Definitely not a problem. I was just curious because the setup of the PTM data indicated 3 fractions, as you mentioned.

Devon

devonjkohler commented 2 years ago

Hi @thijss96,

I have implemented and pushed a fix for the MaxQ converter problem. There were two main fixes I added. The first is that I added a unique annotation file for the PTM run for cases like yours where the experimental design is different between the modified and unmodified runs. The second is a naming convention in the columns named Reporter.intensity.count.1.1___1. All the MaxQ data I have seen has different forms of these columns so the converter needed to account for the different naming forms (ie some were in the form of Reporter.intensity.count.1.TMT1phos___1 or Reporter.intensity.count.1.TMT1___1).

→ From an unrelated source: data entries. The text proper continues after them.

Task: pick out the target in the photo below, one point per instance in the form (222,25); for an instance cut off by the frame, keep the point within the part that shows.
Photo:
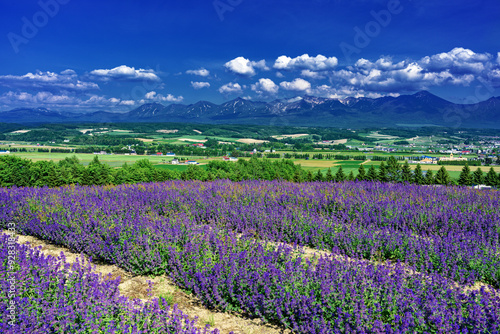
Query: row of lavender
(171,228)
(447,230)
(52,296)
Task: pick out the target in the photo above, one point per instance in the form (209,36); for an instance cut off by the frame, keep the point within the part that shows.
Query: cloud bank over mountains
(281,77)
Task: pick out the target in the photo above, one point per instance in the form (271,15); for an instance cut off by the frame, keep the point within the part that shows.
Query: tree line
(15,171)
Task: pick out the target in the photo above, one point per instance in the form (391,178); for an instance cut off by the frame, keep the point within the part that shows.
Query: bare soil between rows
(136,287)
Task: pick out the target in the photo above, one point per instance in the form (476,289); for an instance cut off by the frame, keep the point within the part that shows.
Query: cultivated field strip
(213,239)
(147,288)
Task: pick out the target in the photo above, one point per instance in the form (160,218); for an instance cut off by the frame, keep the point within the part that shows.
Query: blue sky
(77,55)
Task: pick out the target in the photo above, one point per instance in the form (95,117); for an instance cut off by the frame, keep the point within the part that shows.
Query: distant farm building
(452,158)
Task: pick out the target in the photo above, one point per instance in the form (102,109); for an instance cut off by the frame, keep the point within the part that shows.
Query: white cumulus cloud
(230,88)
(66,80)
(124,73)
(201,72)
(246,67)
(154,96)
(457,61)
(318,63)
(265,86)
(296,85)
(311,74)
(199,85)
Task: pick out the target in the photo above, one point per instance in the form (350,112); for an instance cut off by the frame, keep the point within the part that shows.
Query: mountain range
(419,109)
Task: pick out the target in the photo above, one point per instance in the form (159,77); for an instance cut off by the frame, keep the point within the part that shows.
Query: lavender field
(359,257)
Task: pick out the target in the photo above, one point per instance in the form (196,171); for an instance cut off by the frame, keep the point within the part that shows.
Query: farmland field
(310,257)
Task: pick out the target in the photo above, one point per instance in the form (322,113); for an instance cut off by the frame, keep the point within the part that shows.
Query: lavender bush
(213,239)
(53,296)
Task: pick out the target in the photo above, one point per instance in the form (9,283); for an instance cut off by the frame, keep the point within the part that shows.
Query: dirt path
(137,287)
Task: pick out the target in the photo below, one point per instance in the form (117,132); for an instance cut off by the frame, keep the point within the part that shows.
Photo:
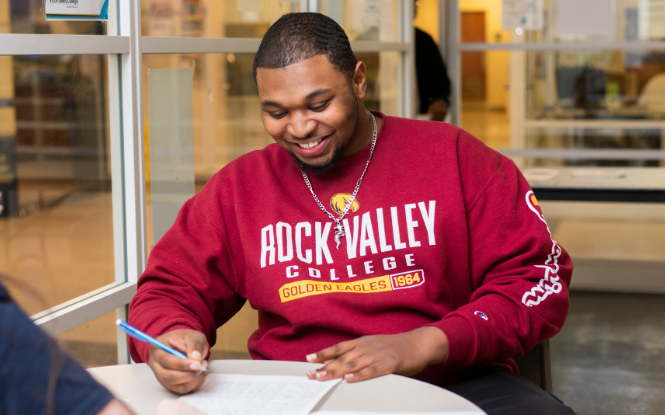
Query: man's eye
(319,107)
(277,115)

I've just added a couple parameters to specify the unique naming convention in each dataset.

With that being said I have pushed the fixes to both github and Bioconductor. The Bioconductor fix will take a day or two to propagate, so feel free to install the package directly from github in the meantime. Please see the code below on exactly how you can convert your specific data.

Best, Devon

test <- MaxQtoMSstatsPTMFormat(sites.mq,
                        annotation.ptm,
                        evidence = mq.evid,
                        proteinGroups = mq.pg,
                       annotation.prot = annotation.mq,
                       mod.num = 'Single',
                       TMT.keyword = "", ## specify first part of TMT1phos naming convention
                       ptm.keyword = "") ## specify second part of TMT1phos naming convention
thijss96 commented 2 years ago

Hi @devonjkohler

This is great! Thanks for the fix. I will get going with it after my holidays next week and will keep you posted on the progress, if you're interested.

Cheers, Thijs

thijss96 commented 2 years ago

Hi @devonjkohler Should the keywords be presents in the cahnnel names? I get another error now:

Error in vecseq(f__, len__, if (allow.cartesian || notjoin || !anyDuplicated(f__, : Join results in 468288 rows; more than 234240 = nrow(x)+nrow(i). Check for duplicate key values in i each of which join to the same group in x over and over again. If that's ok, try by=.EACHI to run j for each group to avoid the large allocation. If you are sure you wish to proceed, rerun with allow.cartesian=TRUE. Otherwise, please search for this error message in the FAQ, Wiki, Stack Overflow and data.table issue tracker for advice.

Might this be because of identical channel names between the phospho-data and global data?

thijss96 commented 2 years ago

Too bad this is in the end closed. I would still be curious to use MSstatsPTM for my dataset.